Ben Hur sold his North Dakota newspaper and headed to the Rogue Valley, discovering that the climate was indeed better. When his brother sold the Gold Hill News to him and moved to Portland, Ben Hur became the Gold Hill newspaper’s new owner and editor. He loved the town, its famed fishing, and the people he came to know.

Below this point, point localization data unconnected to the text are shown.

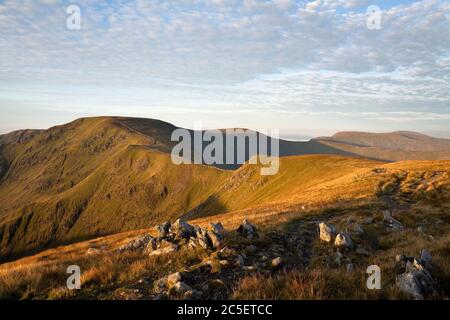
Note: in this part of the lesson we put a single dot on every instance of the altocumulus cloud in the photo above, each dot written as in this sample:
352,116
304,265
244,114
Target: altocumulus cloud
301,59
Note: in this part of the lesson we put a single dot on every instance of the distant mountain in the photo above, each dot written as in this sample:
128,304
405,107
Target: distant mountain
395,146
103,175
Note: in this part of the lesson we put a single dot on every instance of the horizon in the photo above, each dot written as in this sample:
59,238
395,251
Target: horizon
255,64
283,135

Four years later, he moved north to join the Portland Oregonian’s staff. Over time he became a renowned editor, essayist, short story writer, novelist, and poet. Ben Hur won the prestigious O. Henry award for the best short fiction, authored six books, had a movie made about his life, was published in national magazines from the New York Times to the Atlantic Monthly and Saturday Evening Post, and was honored in being selected as Oregon’s Poet Laureate for which he served three years.
Year after year, he returned to Gold Hill to continue his passion for fishing on the Rogue and keeping up with old friends. In recognition of its “native son” who returned so often, Gold Hill held Ben Hur Lampman Day in his honor on June 21, 1947. Governors, ex-governors, and even Clark Gable, Tyrone Power, and David Niven—who had been fishing on the Rogue—joined an estimated 2,500 people who attended.
A long parade (with fire engines, trucks, bands, marchers, and floats), baseball game, horseback stunts, horse race, and a barbecued salmon feast were part of the festivities. A tract of land three-quarters of a mile long and opposite Gold Hill was dedicated as Ben Hur Lampman Park—which is still in use—and alongside the road named for him.
He died on January 24, 1954, and is buried in Portland. But his works live on. One of his best-known articles was a reader’s inquiry on where was the best place to bury a dog. He wrote a long article which ended:
“…There is one best place to bury a dog.
If you bury him in this spot, he will
come to you when you call – come to you
over the grim, dim frontier of death,
and down the well-remembered path,
and to your side again.
“And though you call a dozen living
dogs to heel, they shall not growl at
him, nor resent his coming.
“People may scoff at you, who see
no lightest blade of grass bent by his
footfall, who hear no whimper, people
who may never really have had a dog.
Smile at them, for you shall know
something that is hidden from them,
and which is well worth the knowing.
“The one best place to bury a good
dog is in the heart of his master.”
Sources: Don Colburn, “The Oregon Encyclopedia: Ben Hur Lampman (1886-1954),” at Ben Hur Lampman; “Oregon Poetic Voices: Ben Hur Lampman,” at Oregon Poet (With Image); Dennis M. Powers, Gold Hill: Images of America, Arcadia Publishing: Charleston, South Carolina, 2010, pp. 121-122; Dennis Powers, “Where Past Meets Present,” Hellgate Press: Ashland, Or., 2017, “Ben Hur Lampman,” pps. 268-270; see (for example): Where to Bury a Dog.